Employee Engagement Improvement Step 6
We’ve now been through the first 5 steps to improving employee engagement in your call center. The foundation has been laid (steps 1-3), the walls are up (steps 4 and 5) and now it’s time for the roof (steps 6 and 7). Unfortunately, I see many call center leaders start and pretty much end with step 6, recognize employees. There is a difference between motivated employees and engaged employees. Motivated employees will continue to perform according to standards as long as they are rewarded. They are emotionally invested in the reward, not the organization. They are roughly analogous to mercenaries who will charge up the hill, not for king and country, but for the money. It is difficult to tell the difference between motivated and engaged employees as long as the rewards are a given, in other words it is easy to claim a reward. You see it; call centers with so many rewards and recognition programs that it appears you have walked in on a Barnum and Bailey show rather then a call center. Awards for the day, awards for the week, awards for the month, awards for the quarter, and on and on. Workstations are plastered with ribbons, certificates and trinkets. Pictures of those recognized cover the walls. As long as the circus atmosphere continues, the marginally engaged (those in the middle) will be content and motivated. They will place their value and their reason for being at work on the rewards. What about the actively engaged? They may view the circus atmosphere as amusing and fun, but over time will begin view all of the rewards as unnecessary and actually being a drag on productivity. What about the actively disengaged? They are receiving the fewest rewards, but when they receive them they will be motivated for a time. The size of the reward will determine the length of time they are motivated.

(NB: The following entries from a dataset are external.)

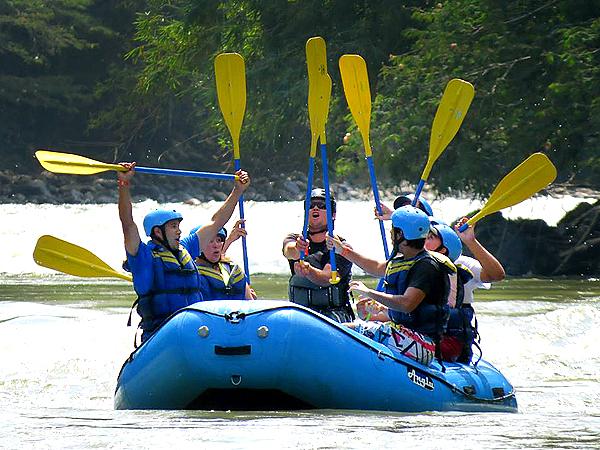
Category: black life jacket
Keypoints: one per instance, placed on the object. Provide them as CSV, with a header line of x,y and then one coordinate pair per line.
x,y
427,318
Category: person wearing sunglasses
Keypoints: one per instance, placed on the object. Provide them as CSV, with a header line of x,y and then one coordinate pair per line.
x,y
310,281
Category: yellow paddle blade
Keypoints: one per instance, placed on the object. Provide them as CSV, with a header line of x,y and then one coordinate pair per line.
x,y
358,94
449,116
319,90
230,72
529,177
73,164
65,257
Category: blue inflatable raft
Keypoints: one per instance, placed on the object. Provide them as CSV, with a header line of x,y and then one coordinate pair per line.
x,y
275,355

How does a call center become a circus? The leadership may look around and wonder, ‘how did we get to this point?’ It’s all about process. The call center needs a process, that includes employee input (remember step 5), to develop and create new rewards programs, and also a process to prune or eliminate rewards programs. Without a process that the employees have helped develop, there is resistance to eliminating programs; it looks like a takeaway. Without a process, and not wanting to lower motivation, managers just keep piling on the programs.
As for motivation versus engagement, engaged employees are invested in the organization’s success through its values, through understanding the value of the organization to the company and their value to the organization by linking operational metrics to value. You see where this is going; employees are motivated by rewards but engaged through executing all 7 steps in this series. Rewards and recognition is just one step in the improvement of engagement. Note that it is step 6 rather than step 1. Rewards and recognition cannot be the driver (foundation) of an engagement improvement program.
When your process does call for another rewards program, make sure it is SMART – Specific to a behavior, based on Measurable results, Actionable (or reinforcing a desirable behavior), the reward is Relevant to the employee, and the reward is Timely.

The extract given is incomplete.